Various publishers issued paperback booklets like this for selected rail routes, such as the Rio Grande (“Rocky Mountain Views”), SP’s Portland-San Francisco line (“Shasta Route”), and Union Pacific’s Overland Route (“Pathway to the Setting Sun”). While not railroad issue, they were obviously published with the cooperation of the railroads and were no doubt sold in train stations and possibly on board the trains themselves.

Click image to download an 81-MB PDF of this 52-page booklet.

This particular booklet has hand-colored photos (at least one of which is based on a black-and-white photo by Asahel Curtis) along with a couple pages of text and a Milwaukee Road route map. The photos, nearly all of which show pictures of Milwaukee trains in scenic locations, are printed on white paper glued onto one side of a much cheaper grade of paper; so this 52-page booklet has just 23 photos including the one on the cover.

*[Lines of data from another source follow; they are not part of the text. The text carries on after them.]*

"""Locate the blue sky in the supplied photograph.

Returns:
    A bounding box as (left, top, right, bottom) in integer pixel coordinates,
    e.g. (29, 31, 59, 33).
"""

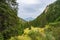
(17, 0, 56, 19)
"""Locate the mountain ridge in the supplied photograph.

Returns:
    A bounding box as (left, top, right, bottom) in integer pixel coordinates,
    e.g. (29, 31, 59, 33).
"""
(29, 0, 60, 27)
(24, 17, 34, 21)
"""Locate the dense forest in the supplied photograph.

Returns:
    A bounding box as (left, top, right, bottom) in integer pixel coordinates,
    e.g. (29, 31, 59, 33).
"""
(0, 0, 60, 40)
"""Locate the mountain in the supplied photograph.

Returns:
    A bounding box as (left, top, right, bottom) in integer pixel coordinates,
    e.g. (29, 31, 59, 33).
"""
(30, 0, 60, 27)
(24, 17, 34, 21)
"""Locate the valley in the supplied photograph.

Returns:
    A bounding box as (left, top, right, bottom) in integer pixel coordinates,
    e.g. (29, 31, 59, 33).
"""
(0, 0, 60, 40)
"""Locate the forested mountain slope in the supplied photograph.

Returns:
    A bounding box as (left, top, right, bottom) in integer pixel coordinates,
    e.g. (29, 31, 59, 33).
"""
(30, 0, 60, 27)
(0, 0, 27, 40)
(0, 0, 19, 40)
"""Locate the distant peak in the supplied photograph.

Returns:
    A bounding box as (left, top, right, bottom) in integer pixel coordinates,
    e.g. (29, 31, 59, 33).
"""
(24, 17, 34, 21)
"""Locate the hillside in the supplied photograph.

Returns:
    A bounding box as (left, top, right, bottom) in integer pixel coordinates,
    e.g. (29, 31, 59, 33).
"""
(0, 0, 28, 40)
(30, 0, 60, 27)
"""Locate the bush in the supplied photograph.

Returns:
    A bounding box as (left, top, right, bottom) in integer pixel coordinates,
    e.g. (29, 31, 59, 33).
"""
(0, 33, 4, 40)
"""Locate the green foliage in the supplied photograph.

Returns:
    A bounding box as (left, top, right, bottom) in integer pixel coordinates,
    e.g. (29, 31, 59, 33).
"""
(0, 0, 21, 40)
(55, 17, 60, 22)
(45, 22, 60, 40)
(28, 31, 40, 40)
(28, 29, 55, 40)
(9, 36, 19, 40)
(0, 33, 4, 40)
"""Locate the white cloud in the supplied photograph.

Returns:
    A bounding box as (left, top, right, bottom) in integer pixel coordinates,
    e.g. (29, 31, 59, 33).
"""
(17, 0, 40, 4)
(17, 0, 56, 19)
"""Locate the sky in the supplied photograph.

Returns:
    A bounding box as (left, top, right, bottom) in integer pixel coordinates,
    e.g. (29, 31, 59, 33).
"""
(17, 0, 56, 19)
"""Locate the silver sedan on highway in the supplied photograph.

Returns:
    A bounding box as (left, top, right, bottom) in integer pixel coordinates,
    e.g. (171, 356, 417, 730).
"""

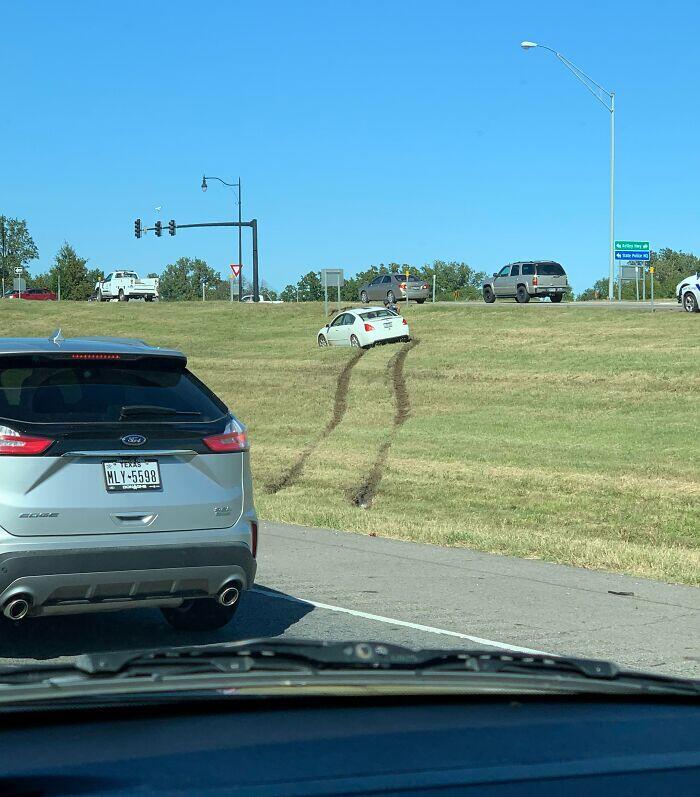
(359, 274, 429, 304)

Someone has handwritten “J. Richard Haxton 1923, Returned to Pullman Wn from Detroit Michigan.” The $1.25 price of the book would be nearly $14 today.

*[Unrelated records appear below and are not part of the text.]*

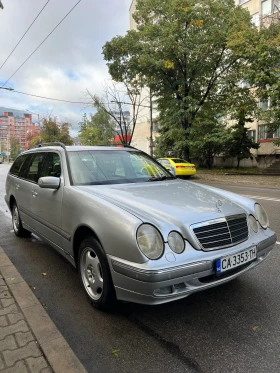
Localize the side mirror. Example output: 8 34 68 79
165 166 176 176
38 176 60 190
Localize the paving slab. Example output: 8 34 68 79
0 246 87 373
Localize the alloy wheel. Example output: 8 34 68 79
80 247 103 301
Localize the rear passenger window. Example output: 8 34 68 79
10 155 28 176
25 153 45 183
41 153 61 178
19 155 33 179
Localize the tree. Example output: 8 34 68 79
78 107 115 145
9 137 21 159
29 136 41 148
244 22 280 145
154 105 233 168
226 107 259 169
103 0 258 159
189 119 232 170
87 81 148 145
38 116 73 145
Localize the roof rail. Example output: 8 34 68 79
31 142 66 150
96 144 137 149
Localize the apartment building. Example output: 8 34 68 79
234 0 280 168
0 107 40 153
129 0 280 166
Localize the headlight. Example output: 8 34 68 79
168 231 185 254
136 224 164 260
249 215 258 233
254 203 269 229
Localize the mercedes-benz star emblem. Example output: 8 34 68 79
216 200 222 212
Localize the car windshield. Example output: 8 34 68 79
68 150 174 185
171 158 189 163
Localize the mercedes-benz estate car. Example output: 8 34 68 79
5 143 277 310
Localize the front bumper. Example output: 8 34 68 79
108 233 277 305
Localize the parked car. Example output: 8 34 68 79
5 144 277 310
0 152 3 164
157 157 196 177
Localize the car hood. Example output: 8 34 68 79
76 180 246 233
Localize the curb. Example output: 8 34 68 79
0 246 88 373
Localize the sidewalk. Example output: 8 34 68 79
0 247 87 373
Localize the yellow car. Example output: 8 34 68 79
157 158 196 177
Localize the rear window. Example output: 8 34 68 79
10 155 29 176
171 158 189 163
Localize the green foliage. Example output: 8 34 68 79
9 137 21 159
30 136 41 148
78 107 115 146
154 102 233 167
190 122 232 169
226 107 259 169
245 22 280 138
39 117 73 145
103 0 257 159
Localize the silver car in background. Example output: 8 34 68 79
5 144 277 310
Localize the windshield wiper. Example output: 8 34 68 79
147 175 175 181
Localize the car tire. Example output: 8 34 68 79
12 202 32 237
78 236 117 311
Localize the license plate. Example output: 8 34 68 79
216 247 257 274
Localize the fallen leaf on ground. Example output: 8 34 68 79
252 326 259 332
112 349 120 358
41 273 47 276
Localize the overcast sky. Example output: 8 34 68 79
0 0 132 135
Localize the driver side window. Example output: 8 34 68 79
41 152 61 178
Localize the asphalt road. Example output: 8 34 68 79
0 164 279 373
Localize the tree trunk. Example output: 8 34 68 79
208 145 211 170
237 157 240 170
183 147 190 162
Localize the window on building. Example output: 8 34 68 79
273 126 280 138
239 0 249 4
238 80 251 89
251 13 260 27
152 121 159 132
258 125 278 140
247 130 256 141
262 0 272 15
259 99 269 110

On the inside back cover, someone else has pasted five business cards of J.E. Custer, an agent with Northern Pacific, whose time with the railroad apparently included stints in Walla Walla, Portland, and Seattle. Also pasted in is an early version of NP’s “Story of the Monad,” which I didn’t scan except for the two pages that happened to be open when I scanned the booklet that is part of the Spokane Public Library’s Northwest Collection.


Lake Michigan to Puget Sound — 1 Comment

  1. Beautiful book and nice scan job, as usual. I really like those hand colored photos. They make everything look so much nicer than it really was, but that’s the allure of the tinting and cleaning things up in those pre-PS days.

    I’d guess that J. E. “Ed” Custer was the owner of the book, and he used it to keep his business cards as he got promoted over the years. The one for his position in Spokane is much later than than the book. It shows both a postal code and six digit phone number led by a telephone exchange prefix of Endicott. That puts it in the late pre-WWII range or slightly after the war.

    The date for the book itself is a little harder to figure out. The route map shows the Las Vegas and Tonopah still in operation, and that railroad was abandoned in 1918. The autos shown in the photo in the woods appear to be from about 1910. It’s hard to tell from the photos but it looks like the passengers cars are still wood, and the baggage and RPO may not have vestibules. All that would also be consistent with a date around 1900-1915. As we both know, railroads sometimes used older photos in books and pamphlets, and I’d guess that the MLW sold this book well into the 20’s so they’d recover the cost of the photos and printing. The $1.25 price is consistent with the period of inflation that occured in the early 20’s as as a result of the aftermath of WWI. All fascinating stuff to a railroad historian, and I really appreciate your efforts saving all this in one website.